From Data to Robust Solutions in Optimisation Problems Event
- Time:
- 13:00 - 14:45
- Date:
- 26 July 2018
- Venue:
- Building 58, Room 1039
For more information regarding this event, please email Huifu Xu at H.Xu@soton.ac.uk .
Event details
Real-world optimisation problems usually suffer under uncertainty. This can be ranging from uncertain weather forecasts, over uncertain traffic demand, to minute measurements and calculation errors.
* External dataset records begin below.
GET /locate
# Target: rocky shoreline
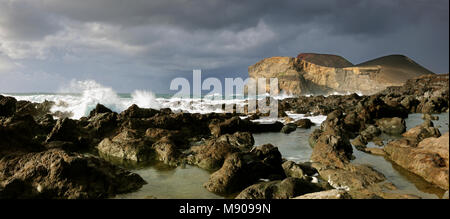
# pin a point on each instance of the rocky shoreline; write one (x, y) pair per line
(41, 157)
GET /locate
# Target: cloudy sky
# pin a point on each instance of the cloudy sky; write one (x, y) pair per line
(144, 44)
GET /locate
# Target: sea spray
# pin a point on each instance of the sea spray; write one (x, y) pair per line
(78, 98)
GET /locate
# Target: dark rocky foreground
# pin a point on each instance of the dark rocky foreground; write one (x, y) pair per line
(45, 158)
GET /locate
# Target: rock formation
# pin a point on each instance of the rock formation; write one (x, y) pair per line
(321, 74)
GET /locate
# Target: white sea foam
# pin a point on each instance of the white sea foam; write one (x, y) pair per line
(80, 97)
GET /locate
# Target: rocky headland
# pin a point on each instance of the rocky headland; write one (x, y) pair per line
(43, 157)
(311, 73)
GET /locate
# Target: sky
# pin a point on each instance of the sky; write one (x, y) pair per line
(139, 44)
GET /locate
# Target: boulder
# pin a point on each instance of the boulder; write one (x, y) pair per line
(211, 156)
(352, 177)
(99, 109)
(127, 145)
(65, 130)
(242, 140)
(428, 116)
(304, 123)
(332, 150)
(166, 151)
(36, 110)
(392, 126)
(55, 174)
(135, 112)
(420, 132)
(246, 168)
(7, 106)
(280, 189)
(102, 124)
(429, 159)
(291, 169)
(288, 128)
(330, 194)
(238, 171)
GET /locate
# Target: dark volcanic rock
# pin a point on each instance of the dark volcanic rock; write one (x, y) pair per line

But even a small error in the problem data can lead to a large difference in the resulting solution of an optimisation problem. In this talk I will talk about robust optimisation approaches to uncertainty, where only past observations are given. While most approaches in the literature assume that a "good", closed-form description of the uncertainty is available, the research into practical, data-driven uncertainty sets is still fairly young. I will cover approaches to reduce the number of scenarios, and talk about experiences with real-world shortest path data.
Speaker information
Marc Goerigk,Lancaster and Siegen Universities ,studied mathematics at the University of Göttingen, and then completed his PhD in 2012 and then worked as a post-doc at the University of Kaiserslautern. He became Anniversary Lecturer in Network Analytics at Lancaster University in 2015. From September 2018 on, Marc will hold a professorship on Network and Data Science Management at the University of Siegen. His research interests include data-driven robust combinatorial optimisation, as well as problems in disaster management and public transport.